Kidding aside, I think that teenagers get a bad rap. I think of all of the encounters with teenagers I have had over the past 10 years, be it babysitters, friend’s kids, store clerks or volunteer helpers and none have left me shaking my head and weeping for the future. I do feel though that the teenage years are probably the worst time for a kid to have a food allergy and/or auto-immune response such as Cam’s. Think about it. Kids who are under 10 are still generally under the wing of mom and dad when it comes to their food choices. Elementary schools go above and almost too far beyond when it comes to having allergy tables and regulations on snacks that are brought into classrooms for birthday parties, holidays, etc. This age group’s environment is mostly controlled. Past the teenage years, as an adult, you have had enough life experiences to make educated decisions regarding your food choices and your overall health. Restaurant staff and store workers will listen to you when you ask questions concerning your needs and not just give you a cold shoulder while thinking that you are a know-it-all punk trying to make their life harder. You have gained their respect by aging.
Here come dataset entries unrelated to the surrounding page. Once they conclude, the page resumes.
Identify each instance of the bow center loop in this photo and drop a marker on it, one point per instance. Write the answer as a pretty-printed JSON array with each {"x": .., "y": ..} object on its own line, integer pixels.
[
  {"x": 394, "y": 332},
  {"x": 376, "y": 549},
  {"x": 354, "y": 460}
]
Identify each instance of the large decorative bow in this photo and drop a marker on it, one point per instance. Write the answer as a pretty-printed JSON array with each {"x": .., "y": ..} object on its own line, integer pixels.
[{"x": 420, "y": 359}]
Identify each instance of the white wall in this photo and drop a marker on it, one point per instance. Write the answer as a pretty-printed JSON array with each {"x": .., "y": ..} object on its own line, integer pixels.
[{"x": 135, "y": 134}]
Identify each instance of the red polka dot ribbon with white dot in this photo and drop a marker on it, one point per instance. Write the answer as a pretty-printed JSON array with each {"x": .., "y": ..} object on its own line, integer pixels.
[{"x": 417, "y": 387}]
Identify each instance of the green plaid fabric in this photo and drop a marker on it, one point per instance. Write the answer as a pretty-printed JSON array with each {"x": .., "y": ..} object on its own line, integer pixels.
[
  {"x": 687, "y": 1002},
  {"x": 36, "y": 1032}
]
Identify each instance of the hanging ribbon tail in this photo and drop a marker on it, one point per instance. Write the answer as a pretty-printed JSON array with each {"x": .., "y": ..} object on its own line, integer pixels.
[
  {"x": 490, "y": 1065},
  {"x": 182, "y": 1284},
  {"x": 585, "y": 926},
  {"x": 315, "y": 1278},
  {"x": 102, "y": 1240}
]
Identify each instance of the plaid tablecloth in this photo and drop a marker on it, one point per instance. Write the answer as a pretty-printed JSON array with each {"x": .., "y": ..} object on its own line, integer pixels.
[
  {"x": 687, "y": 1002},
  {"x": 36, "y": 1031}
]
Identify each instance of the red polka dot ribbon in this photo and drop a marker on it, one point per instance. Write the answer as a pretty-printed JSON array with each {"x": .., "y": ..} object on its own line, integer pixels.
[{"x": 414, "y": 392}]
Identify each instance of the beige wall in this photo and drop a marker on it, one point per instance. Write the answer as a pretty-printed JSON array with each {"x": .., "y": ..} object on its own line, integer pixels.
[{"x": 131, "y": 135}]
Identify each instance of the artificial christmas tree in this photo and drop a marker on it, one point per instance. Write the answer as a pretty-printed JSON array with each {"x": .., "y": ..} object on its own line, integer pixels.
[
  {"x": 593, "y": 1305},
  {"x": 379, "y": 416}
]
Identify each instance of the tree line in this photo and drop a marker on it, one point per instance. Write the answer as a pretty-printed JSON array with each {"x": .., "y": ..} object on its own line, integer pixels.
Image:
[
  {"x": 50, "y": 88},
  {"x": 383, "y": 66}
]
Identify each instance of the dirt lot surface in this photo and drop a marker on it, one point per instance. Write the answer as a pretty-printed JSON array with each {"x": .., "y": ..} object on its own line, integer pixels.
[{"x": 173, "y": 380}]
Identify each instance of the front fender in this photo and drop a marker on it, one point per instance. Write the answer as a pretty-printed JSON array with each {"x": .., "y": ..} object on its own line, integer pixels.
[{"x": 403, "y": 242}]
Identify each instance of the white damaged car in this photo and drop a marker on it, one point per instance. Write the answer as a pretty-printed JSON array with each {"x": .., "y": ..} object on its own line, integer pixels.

Teenagers are stuck in the middle. They are at the point where they deserve more independence but still need advice to help them navigate their way through every day life. You hope as a parent that they do the right thing but you want to keep your distance. They can be misjudged because of their age and their demographic, as a whole, is often viewed as that of a social pariah. For those on a special diet, this biased view can lead to trepidation and an overall lack of confidence when they need to start a conversation about their condition with an adult or a server that is unaware of their situation. They may lean towards making a bad decision just to avoid a confrontation that would fuel their feeling of inferiority. It can be even worse within their own friend groups. Their allergy or condition makes them feel different even if their friends show empathy. There are things that stick out to them that we, as adults, may not even see. Just this past Saturday, Cam pointed out things to me from his baseball doubleheader that my “untrained eye” didn’t catch. BBallHe talked about someone’s hot dog sitting next to his water bottle on the bench, the fruit he couldn’t eat because of the open bag of chips sitting on top of it, and the malt sodas that the other players had between games. It doesn’t bother him to tell his friends about his condition and to educate them rather than feel left out but, like I have said before, he has maturity and a grasp of his situation beyond his years. I think of those teens who may not have his resolve and how it would affect them if they were in the same situation. Would they have the nerve to ask their teammate to move their food away from theirs or be able to put up with the names and whispered comments when they turn down the offered Twizzler or soft pretzels? Some may be fine but others may make a decision that they will regret later just to avoid peer pressure.

Now, I didn’t write this in hopes that everyone who reads it will run out and hug a teenager. I didn’t sit here to devise a way to have my son included in everything for I feel that he needs to experience the small pains of not getting invited to a party and the first heartbreak of having someone make fun of you (I’m sure my wife disagrees with me). Those experiences, while painful in the present, build character for the future. So why did I write this? I did so just to say how proud I am of Cam. He strikes out and gets right back into that batter’s box the next time. He takes rejection and molds it into new avenues of friendships. He inspires me to want to make his future better. He is half of the equation as to why I am one of the luckiest Dads on the planet. The Celiac Disease and how he deals with it is just icing on my Father’s Day cake.